You can order a la carte or choose one of the Galbi sets (R230 to R250 and serves two). There is also a vegetarian option.

The fusion set has as its main ingredients a 100g fillet, a 100g lamb skewer, 100g rump steak and a springbok sosatie. The safari set includes ostrich, kudu, warthog and zebra sirloin, as well as fresh corn on the cob. Or you can stick to Korean.

Traditionally, meats for barbecue are either bulgogi (ribeye or sirloin) or galbi (beef short rib). At Galbi, they serve beef cut like a minute steak and spicy marinated pork.
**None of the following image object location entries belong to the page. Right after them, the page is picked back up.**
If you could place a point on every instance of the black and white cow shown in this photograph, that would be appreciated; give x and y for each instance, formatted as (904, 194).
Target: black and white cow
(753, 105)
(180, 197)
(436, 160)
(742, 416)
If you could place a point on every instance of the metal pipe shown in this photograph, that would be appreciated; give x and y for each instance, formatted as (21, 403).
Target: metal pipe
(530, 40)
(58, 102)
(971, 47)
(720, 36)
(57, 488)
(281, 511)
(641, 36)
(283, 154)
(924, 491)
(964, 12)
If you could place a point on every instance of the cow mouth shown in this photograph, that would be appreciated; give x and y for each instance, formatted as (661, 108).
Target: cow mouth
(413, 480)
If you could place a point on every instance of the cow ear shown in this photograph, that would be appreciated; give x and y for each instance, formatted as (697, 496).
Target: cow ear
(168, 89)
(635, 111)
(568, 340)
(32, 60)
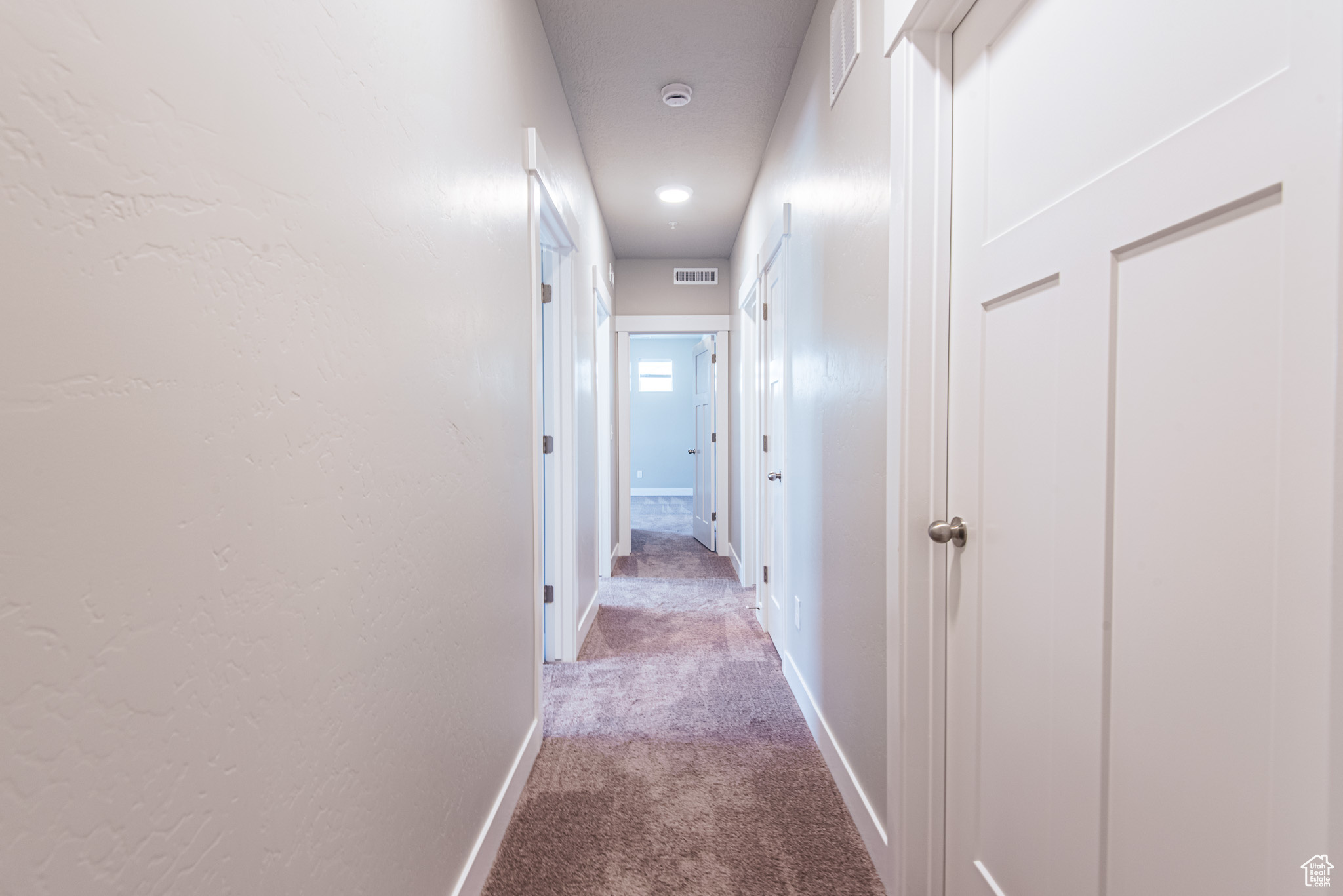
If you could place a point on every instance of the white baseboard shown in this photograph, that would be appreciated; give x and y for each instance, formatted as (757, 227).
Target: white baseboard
(860, 808)
(586, 622)
(492, 834)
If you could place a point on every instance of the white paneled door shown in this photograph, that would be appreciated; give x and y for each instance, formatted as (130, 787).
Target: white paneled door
(704, 442)
(1142, 441)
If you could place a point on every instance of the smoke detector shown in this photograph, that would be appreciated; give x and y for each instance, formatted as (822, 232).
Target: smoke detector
(676, 94)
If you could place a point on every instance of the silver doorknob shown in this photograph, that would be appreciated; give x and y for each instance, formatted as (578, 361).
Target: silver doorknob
(942, 532)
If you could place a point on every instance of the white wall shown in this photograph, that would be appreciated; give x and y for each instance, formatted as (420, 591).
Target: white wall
(832, 166)
(647, 288)
(266, 613)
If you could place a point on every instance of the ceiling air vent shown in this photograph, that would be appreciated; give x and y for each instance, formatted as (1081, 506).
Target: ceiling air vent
(844, 43)
(694, 276)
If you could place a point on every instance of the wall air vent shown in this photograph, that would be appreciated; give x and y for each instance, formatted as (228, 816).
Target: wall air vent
(694, 276)
(844, 45)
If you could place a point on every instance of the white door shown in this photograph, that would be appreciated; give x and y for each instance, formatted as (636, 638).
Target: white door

Accompaniments include a Korean mashed potato salad. We also ordered some tasty twice-fried sweet potato strips with a cilantro and jalapeno dipping sauce.

The coals are hot enough to give the meat a pleasant caramelisation without becoming overdone. Once cooked, you cut the meat into strips with a pair of scissors. You place these in a Cos lettuce leaf in the palm of your hand, and then you select from the panchan or side dishes, adding rice, sesame seed spinach salad (sigumchi), segments of green onion, and top it off with kimchi (spicy Korean fermented cabbage).

The sirloin had a pinappley taste. The kimchi had gone a little sour.

The meal is finished off with lashings of doenjjang, a savoury soup with potato, baby marrow, tofu and chili.

Galbi is friendly fun place for a casual night out bridging braai with Korean culture.

Galbi, 210 Long Street, Cape Town. Tel: 021 4243030.